Еврейка Нина - страница 4
Они жили спокойной и даже счастливой жизнью до июня 1941-го.
Когда по радио объявили о нападении Германии, Дина Владимировна, как обычно, сидела в кресле-качалке. Нина кормила Анечку овсяной кашей, а Давид ушёл на рынок. Услышав обращение, Нина застыла с ложкой каши в руках, а Дина Владимировна выронила вышивку. Так они и сидели, глядя друг на друга широко распахнутыми глазами, пока не расплакалась Аня. Конечно, ребёнок двух лет не понимал, что такое война и где находится Германия. Обе женщины кинулись к девочке. Они гладили ее по голове, по очереди брали на руки.
– Где Давид? Что же теперь делать? Как быть? – причитала Дина Владимировна.
Как назло, Давида не было до самого вечера. Нина уже собралась идти на поиски, как вдруг дверь открылась и вошёл муж. Нина сразу почувствовала в нем перемену. Он выглядел озабоченным, но одновременно спокойным. Как будто решил какой-то очень важный вопрос. Дина Владимировна бросилась к нему со словами:
– Давидушка, где же ты был так долго? Такая беда случилась! Мы не знаем, что делать… Давид, что с тобой?
Давид медленно снял туфли, не реагируя на мать, подошёл к Нине, на руках у которой всхлипывала Анечка. Протянул руки к ребёнку. Аня сначала посмотрела на маму, затем снова на отца и ответила ему улыбкой.
Дина Владимировна так и застыла посредине комнаты. Уловила какую-то перемену в сыне и никак не могла понять, что это.
Подержав дочку на руках несколько минут, Давид присел на стул и посадил ее на колени. Он поцеловал ее в макушку и задержался губами дольше обычного. Поднял глаза на Нину, потом перевёл их на мать и вполне буднично сообщил:
– Я записался добровольцем на фронт. Через три дня отбываем. Нужно взять с собой сухпаёк и смену чистого белья.
Дина Владимировна еле-еле сделала три шага до ближайшего стула и медленно опустилась. Ее лицо побледнело. В другой ситуации она бы сразу начала причитать и отговаривать. Но сейчас тон Давида, его выражение лица – всё указывало на то, что он принял решение и отговаривать его – пустая затея. Таким же тоном когда-то он сообщил матери, что хочет быть учителем, потом – что женится на Нине.
– Давид… – начала Нина. Но осеклась. Она не знала, что сказать. То ли отговаривать, то ли поддержать его смелый поступок.

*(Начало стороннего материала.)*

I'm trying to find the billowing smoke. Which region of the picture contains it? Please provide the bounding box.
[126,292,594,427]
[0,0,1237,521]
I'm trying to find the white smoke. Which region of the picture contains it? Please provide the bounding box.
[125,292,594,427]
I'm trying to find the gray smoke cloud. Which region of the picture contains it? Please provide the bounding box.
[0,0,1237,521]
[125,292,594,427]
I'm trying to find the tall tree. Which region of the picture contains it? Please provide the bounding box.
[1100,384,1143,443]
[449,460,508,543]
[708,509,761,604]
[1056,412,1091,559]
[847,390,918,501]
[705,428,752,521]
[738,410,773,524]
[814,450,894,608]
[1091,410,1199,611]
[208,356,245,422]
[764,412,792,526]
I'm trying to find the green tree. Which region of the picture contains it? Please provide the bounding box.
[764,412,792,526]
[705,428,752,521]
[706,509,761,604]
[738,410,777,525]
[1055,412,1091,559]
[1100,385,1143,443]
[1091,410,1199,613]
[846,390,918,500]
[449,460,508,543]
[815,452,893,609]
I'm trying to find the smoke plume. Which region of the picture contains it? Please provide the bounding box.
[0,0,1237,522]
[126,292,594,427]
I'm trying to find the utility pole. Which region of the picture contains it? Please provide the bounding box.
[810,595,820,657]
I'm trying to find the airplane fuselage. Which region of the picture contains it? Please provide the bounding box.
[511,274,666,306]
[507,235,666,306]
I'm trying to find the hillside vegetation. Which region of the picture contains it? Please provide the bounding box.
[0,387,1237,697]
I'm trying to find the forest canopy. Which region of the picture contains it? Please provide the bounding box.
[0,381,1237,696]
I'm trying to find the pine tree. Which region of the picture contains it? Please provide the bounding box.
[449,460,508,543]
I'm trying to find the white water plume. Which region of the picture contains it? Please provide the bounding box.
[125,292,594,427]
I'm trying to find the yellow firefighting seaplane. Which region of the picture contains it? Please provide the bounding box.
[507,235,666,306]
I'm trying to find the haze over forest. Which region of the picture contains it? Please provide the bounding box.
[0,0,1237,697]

Давид сам нарушил молчание:
– Что на ужин? Не ел весь день.
Нина начала накрывать на стол. А Дина Владимировна продолжала сидеть, закрыв лицо руками. Она понимала, что, скорее всего, сына больше не увидит. Давид либо погибнет под пулями, либо умрет от какого-то заболевания типа пневмонии или дизентерии. Он никогда не отличался крепким здоровьем и переболел всем, чем только можно. Умудрялся подхватить грипп даже летом, что уж говорить про холодные и сырые окопы. Из-за слабого здоровья почти всегда был освобождён от физкультуры. Он не мог подтянуться и трёх раз. Как же он будет преодолевать большие расстояния и идти в атаку? А если рукопашка? Он же боится крови! Все эти мысли проносились в голове у бедной матери.

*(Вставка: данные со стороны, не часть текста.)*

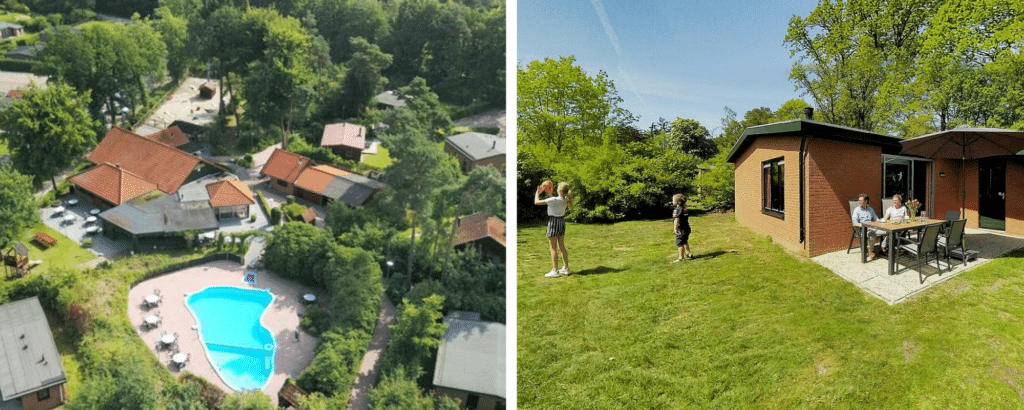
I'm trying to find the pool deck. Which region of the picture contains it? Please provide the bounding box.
[128,260,323,402]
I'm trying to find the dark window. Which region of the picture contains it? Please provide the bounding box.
[761,158,785,216]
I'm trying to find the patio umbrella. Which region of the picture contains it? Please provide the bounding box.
[900,125,1024,217]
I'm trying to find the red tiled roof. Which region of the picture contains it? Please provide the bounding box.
[145,125,188,148]
[295,165,351,194]
[455,213,506,246]
[85,127,200,194]
[321,122,367,150]
[206,179,256,208]
[70,163,157,205]
[260,148,312,183]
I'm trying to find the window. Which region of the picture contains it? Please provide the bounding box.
[761,158,785,217]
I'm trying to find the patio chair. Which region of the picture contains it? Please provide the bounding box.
[896,224,948,283]
[939,219,969,265]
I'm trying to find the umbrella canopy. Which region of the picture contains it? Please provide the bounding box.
[900,125,1024,217]
[900,125,1024,160]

Следующие три дня пролетели быстро. Женщины собрали своего единственного мужчину на войну. Обе понимали, что Давид вряд ли вернётся. Провожать на вокзал его пошли только Нина с Аней. Дину Владимировну сын уговорил остаться дома, она не вынесла бы долгого прощания.
На вокзальной площади было полно народу. Мужчины храбрились, особенно молодые, те, у которых ещё не было жён и детей. Они широко улыбались и громко смеялись, хвастаясь друг перед другом, как будут улюлюкать убегающим от них немцам. Их матери стояли неподалеку. Женщины были встревожены, некоторые не могли сдержать слёз. В тот момент, казалось, мало кто из присутствующих понимал, что происходит, что такое война и как долго она продлится. Сводки с фронта поступали противоречивые. Одни шептались, что немцы уже чуть ли не до Москвы дошли, другие уверяли, что они застряли на границе возле Бреста и никак не могут продвинуться дальше.